The JHipster OAuth2/OIDC default configuration expects the "groups' to be found in the idToken. Can anyone explain how to read the "groups" from the access token instead?

Answer 1

Here are the changes made to retrieve the user's groups / granted authorities from the access token.

Note that for my case the Access Token (JSON) that the auth code is exchanged for contains an "access_token" field as a peer to the idToken. The "access_token" field is an ID or reference to the actual access token with the user's groups. An extra http request is needed to retrieve that "actual" access token.

For Okta the access token is a JWT similar to the idToken so if for some reason you need to configure Okta to add the groups to the access token instead of the idToken you will find them there.

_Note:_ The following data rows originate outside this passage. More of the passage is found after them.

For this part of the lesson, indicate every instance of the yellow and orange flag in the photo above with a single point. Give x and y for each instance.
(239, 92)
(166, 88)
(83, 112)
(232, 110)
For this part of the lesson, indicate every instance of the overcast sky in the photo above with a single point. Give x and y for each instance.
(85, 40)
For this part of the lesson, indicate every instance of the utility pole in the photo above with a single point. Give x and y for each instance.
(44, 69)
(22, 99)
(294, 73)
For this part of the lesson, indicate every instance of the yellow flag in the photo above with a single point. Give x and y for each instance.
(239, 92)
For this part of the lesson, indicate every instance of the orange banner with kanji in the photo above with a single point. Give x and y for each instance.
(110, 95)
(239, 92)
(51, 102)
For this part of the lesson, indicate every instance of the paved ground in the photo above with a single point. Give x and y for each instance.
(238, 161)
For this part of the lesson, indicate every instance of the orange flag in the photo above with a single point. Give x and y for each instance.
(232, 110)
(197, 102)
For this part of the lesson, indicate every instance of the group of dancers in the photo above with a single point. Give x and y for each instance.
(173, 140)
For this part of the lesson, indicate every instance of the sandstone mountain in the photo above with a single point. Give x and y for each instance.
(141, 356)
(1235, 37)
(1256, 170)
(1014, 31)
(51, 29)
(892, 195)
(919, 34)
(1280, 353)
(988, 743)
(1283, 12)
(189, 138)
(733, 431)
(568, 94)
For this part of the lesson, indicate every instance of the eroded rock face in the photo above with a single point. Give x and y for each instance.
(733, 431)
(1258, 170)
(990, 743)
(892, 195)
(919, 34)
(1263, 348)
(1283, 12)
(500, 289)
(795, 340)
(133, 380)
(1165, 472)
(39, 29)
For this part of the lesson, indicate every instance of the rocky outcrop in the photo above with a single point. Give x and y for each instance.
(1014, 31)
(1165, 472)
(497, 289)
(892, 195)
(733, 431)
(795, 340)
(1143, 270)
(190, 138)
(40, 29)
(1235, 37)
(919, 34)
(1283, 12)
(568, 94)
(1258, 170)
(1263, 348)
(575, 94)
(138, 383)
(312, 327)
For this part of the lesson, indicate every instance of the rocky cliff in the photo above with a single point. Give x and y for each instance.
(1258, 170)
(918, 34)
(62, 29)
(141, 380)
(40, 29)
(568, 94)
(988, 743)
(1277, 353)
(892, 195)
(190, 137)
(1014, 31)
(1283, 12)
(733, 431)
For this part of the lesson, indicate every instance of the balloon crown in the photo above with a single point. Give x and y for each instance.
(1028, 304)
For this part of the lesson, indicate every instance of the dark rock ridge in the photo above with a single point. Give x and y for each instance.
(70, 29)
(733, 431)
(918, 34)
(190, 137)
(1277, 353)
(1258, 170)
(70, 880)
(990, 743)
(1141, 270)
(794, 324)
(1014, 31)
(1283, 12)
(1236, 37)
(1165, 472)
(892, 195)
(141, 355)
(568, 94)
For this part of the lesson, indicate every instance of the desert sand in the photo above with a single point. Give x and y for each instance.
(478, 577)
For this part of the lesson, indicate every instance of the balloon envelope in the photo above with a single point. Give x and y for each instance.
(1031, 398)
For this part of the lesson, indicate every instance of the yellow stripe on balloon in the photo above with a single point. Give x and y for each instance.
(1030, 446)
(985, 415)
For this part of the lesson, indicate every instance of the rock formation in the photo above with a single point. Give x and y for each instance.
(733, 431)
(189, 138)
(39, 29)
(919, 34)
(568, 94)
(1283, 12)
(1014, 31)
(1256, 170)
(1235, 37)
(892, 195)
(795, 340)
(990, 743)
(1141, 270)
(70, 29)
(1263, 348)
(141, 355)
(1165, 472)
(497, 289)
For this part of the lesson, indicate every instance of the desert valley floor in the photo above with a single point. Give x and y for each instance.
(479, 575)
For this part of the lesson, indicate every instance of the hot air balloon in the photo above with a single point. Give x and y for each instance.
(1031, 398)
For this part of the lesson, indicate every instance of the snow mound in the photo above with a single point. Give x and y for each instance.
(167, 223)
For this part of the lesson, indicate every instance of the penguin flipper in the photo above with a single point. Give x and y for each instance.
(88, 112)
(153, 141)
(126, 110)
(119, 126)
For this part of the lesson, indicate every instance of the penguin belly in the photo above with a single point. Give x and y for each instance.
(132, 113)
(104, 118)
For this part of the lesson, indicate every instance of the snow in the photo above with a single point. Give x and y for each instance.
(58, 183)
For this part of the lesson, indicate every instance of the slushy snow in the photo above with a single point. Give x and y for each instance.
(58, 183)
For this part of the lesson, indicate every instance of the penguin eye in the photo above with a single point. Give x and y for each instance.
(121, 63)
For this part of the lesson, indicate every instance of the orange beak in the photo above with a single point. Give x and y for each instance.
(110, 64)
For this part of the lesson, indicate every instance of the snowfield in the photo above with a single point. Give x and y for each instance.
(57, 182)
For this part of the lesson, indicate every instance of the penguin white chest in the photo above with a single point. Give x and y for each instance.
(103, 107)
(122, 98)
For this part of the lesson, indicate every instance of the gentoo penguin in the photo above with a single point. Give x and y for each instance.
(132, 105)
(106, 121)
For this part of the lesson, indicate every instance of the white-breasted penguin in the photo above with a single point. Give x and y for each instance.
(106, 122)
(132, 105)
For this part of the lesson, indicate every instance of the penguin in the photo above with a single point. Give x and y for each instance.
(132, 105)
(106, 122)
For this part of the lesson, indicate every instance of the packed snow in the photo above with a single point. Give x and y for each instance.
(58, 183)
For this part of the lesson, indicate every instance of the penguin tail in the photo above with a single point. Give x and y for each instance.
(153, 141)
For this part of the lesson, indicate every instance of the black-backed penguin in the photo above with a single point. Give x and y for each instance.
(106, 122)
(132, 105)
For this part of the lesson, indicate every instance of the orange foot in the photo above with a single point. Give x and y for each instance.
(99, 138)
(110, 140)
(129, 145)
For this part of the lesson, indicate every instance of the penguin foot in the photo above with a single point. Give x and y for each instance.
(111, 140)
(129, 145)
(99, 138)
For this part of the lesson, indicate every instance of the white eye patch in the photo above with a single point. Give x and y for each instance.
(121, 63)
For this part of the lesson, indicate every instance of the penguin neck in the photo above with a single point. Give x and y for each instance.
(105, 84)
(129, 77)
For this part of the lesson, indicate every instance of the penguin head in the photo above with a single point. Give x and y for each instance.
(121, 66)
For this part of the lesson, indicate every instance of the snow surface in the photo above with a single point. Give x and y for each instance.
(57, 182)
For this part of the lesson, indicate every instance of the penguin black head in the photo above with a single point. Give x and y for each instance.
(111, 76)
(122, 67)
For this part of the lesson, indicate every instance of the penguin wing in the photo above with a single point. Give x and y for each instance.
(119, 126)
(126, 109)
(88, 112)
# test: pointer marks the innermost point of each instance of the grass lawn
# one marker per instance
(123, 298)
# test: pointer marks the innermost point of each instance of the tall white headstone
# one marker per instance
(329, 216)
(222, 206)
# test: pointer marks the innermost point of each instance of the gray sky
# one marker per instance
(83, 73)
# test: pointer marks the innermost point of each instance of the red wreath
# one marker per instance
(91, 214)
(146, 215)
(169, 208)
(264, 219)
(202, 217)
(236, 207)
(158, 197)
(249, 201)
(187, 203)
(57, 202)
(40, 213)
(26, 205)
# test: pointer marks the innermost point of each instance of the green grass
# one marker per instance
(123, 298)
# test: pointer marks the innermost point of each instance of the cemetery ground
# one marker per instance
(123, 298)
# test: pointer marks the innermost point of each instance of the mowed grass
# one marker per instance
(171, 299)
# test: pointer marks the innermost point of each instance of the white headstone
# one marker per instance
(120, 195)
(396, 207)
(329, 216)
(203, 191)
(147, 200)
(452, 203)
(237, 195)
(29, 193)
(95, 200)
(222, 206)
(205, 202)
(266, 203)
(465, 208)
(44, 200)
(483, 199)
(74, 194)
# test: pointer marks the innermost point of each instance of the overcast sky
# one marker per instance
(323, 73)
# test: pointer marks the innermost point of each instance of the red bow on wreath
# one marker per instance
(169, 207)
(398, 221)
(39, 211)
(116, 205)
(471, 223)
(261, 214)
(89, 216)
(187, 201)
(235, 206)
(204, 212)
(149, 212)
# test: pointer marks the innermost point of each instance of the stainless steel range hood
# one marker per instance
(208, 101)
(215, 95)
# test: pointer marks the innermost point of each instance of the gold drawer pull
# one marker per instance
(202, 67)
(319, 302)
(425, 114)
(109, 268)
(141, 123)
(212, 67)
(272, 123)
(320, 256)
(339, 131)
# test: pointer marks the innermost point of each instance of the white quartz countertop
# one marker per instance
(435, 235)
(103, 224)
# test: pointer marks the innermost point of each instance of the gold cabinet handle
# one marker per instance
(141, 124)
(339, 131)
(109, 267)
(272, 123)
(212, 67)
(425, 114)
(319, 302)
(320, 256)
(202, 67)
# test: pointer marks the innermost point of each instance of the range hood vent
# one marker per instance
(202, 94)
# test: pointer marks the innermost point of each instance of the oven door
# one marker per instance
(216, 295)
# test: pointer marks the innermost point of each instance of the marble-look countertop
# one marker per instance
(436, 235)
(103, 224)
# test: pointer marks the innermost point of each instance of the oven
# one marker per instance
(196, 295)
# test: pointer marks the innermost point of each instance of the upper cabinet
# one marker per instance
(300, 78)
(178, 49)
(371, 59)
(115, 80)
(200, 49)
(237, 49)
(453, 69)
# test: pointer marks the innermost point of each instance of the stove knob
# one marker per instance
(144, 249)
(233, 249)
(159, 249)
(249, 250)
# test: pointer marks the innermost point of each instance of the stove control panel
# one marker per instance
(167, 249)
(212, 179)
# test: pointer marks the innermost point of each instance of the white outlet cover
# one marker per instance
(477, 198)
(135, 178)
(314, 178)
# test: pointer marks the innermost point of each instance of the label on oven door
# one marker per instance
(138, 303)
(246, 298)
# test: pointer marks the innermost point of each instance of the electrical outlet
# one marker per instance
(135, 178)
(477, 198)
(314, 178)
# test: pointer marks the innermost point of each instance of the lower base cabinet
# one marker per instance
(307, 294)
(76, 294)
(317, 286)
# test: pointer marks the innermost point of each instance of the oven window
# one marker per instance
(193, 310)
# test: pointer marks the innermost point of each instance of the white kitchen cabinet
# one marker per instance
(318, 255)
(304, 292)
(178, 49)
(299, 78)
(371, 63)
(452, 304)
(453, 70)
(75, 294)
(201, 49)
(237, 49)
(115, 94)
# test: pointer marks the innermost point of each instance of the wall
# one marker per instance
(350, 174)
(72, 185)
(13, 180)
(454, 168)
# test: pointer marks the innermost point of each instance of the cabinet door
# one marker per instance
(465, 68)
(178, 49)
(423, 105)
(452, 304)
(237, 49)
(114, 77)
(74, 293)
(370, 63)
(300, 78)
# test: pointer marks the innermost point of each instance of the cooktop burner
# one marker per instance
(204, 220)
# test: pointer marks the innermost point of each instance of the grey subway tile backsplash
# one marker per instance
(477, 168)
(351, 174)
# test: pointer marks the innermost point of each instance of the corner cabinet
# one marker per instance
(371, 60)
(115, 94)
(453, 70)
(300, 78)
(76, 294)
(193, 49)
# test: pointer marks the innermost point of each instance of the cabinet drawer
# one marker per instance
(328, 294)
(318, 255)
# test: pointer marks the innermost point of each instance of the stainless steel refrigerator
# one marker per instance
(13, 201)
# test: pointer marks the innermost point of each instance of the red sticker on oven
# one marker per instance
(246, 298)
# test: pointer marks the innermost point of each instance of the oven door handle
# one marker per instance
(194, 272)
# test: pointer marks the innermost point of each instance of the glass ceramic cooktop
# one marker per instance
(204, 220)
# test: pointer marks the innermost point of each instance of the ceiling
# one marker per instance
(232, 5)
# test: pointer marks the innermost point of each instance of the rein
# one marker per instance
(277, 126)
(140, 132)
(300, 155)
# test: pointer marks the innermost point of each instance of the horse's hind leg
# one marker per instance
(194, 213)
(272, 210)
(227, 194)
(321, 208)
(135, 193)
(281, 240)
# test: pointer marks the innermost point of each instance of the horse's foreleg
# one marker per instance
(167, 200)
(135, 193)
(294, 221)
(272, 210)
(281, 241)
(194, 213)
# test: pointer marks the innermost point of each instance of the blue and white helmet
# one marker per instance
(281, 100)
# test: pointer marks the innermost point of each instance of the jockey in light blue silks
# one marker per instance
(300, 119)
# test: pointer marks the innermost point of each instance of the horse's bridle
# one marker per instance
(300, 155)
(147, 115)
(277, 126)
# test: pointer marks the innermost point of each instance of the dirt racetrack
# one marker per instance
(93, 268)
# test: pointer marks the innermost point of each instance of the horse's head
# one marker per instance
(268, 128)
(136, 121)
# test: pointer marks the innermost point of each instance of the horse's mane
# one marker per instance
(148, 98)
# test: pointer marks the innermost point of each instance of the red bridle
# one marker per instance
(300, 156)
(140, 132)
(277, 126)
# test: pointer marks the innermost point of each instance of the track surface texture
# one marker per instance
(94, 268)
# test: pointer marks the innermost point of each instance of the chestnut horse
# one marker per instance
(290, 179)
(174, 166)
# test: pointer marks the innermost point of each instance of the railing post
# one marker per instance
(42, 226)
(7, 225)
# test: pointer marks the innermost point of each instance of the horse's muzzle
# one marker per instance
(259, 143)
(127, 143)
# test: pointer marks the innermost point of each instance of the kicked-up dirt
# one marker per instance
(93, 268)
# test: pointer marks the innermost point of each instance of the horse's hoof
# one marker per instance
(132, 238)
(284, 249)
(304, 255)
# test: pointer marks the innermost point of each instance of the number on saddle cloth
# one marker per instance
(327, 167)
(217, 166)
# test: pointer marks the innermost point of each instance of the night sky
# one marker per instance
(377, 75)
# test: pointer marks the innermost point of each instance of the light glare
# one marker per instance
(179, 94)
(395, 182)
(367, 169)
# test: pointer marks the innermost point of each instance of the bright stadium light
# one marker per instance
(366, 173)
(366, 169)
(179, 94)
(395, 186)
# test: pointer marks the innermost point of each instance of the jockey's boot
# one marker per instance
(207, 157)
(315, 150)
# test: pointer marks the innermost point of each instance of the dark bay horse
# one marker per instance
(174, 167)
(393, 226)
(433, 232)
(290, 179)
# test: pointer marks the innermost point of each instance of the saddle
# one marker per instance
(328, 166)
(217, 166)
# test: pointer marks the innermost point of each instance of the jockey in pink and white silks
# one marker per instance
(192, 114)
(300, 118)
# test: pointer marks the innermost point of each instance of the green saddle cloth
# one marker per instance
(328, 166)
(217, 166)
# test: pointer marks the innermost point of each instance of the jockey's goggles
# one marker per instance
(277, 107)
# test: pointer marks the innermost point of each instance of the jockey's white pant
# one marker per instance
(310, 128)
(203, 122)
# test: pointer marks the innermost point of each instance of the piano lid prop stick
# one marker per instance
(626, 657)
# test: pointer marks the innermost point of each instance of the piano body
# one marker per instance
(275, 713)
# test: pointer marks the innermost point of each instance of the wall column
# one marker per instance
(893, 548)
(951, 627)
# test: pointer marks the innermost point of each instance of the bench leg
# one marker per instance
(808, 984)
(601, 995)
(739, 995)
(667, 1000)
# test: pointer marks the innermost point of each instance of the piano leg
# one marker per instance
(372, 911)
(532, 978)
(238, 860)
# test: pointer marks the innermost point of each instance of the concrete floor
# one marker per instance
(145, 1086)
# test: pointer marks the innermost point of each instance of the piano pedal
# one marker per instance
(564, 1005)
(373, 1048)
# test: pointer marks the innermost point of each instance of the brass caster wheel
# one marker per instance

Solution was based in this Spring doc:

Delegation-based strategy with OAuth2UserService

In your WebSecurityConfigurerAdapter class edit your oauth2Login config:

.oauth2Login().userInfoEndpoint().oidcUserService(this.oidcUserService());

Then create the custom oidcUserService():

private OAuth2UserService<OidcUserRequest, OidcUser> oidcUserService() {
    final OidcUserService delegate = new OidcUserService();
    return (userRequest) -> {
        // Delegate to the default implementation for loading a user
        OidcUser oidcUser = delegate.loadUser(userRequest);

        // The access token will be a reference to the actual token
        // ( for Okta this would be the actual JWT access token )
        String accessTokenRef = userRequest.getAccessToken().getTokenValue();

        // Call the end point to get the actual access_token
        // ( httpClient is just a RestTemplate impl w/the required configs )
        String[] groups = httpClient.fetchGroups(accessTokenRef);

        // Create the GrantedAuthority objs & add to mappedAuthorities set
        Set<GrantedAuthority> mappedAuthorities = new HashSet<>();
        for (String group: groups) {
            mappedAuthorities.add(new SimpleGrantedAuthority(group));
        }

        // Create a copy of oidcUser but use the mappedAuthorities instead
        oidcUser = new DefaultOidcUser(mappedAuthorities, oidcUser.getIdToken(), oidcUser.getUserInfo());
        return oidcUser;
    };
}

If you are using JHipster there will be a GrantedAuthoritiesMapper that will need to be updated to map the authorities passed in directly to your application roles rather than reading them from the idToken. Something like:

@Bean
public GrantedAuthoritiesMapper userAuthoritiesMapper() {
    return (authorities) -> {
        Set<GrantedAuthority> mappedAuthorities = new HashSet<>();
        Collection<String> roles = new HashSet();
        authorities.forEach(authority -> {
            roles.add(authority.getAuthority());
        });
        List<GrantedAuthority> list = SecurityUtils.mapRolesToGrantedAuthorities(roles);
        mappedAuthorities = new HashSet<GrantedAuthority>(list);
        return mappedAuthorities;
    };
}

There are likely some other ways to do this and I would be happy to hear any advice.
Thanks to the commenters for their help.